Researchers testing a drug usually don't see results until they are all in, to prevent biasing the study. But several years ago, an unusual partnership decided to try a new way. It involves the National Cancer Institute, the FDA, drug companies, dozens of research centers and charitable foundations.
The study, called I-SPY 2, puts small groups of women on experimental drugs or combinations, then gives them surgery to see what effect the medicines had. The best result is a complete response, where no signs of cancer remain.

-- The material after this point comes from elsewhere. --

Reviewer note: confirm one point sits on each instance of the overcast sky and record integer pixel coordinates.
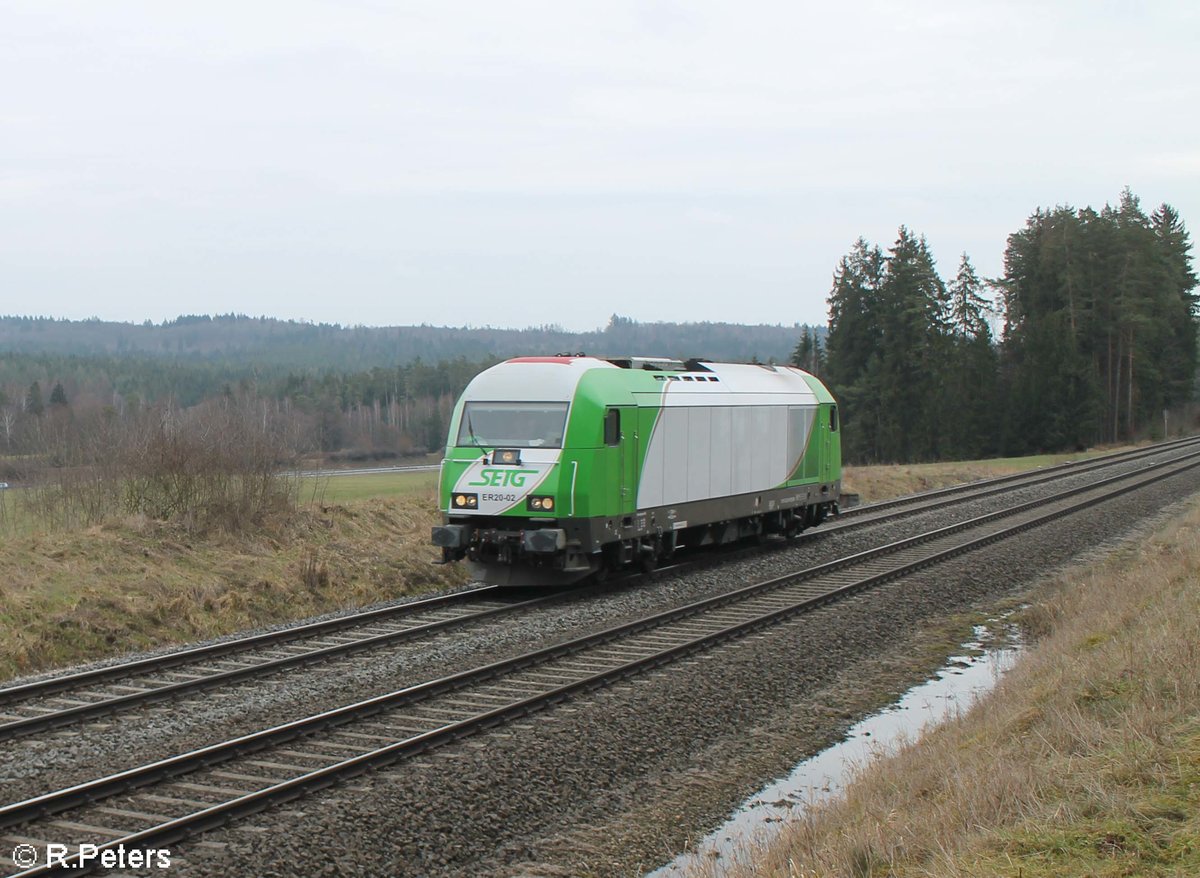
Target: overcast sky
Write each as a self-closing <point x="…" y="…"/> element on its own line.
<point x="521" y="163"/>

Each patient's results are analyzed as they come in, and advanced statistical methods are used to calculate probabilities that the drug would help in various situations, depending on which women had a complete response.
"This allows us to learn and adapt from each patient as the study goes on," and those results with early participants guide treatment that later ones get, said Hope Rugo, a clinical professor of medicine and director of the Breast Medical Oncology Clinical Trials Program at the University of California, San Francisco. When enough evidence indicates a high probability of success, the drug "graduates" to final-phase testing.
Researchers were able to determine the drug's potential after tests in only 71 women and just six months of treatment. They calculated that tests of only 300 women with triple negative tumors are needed to give a definitive answer, and that the drug has at least a 90 percent probability of success in such patients. If more types of cancer are included, the probability of success drops to 55 percent.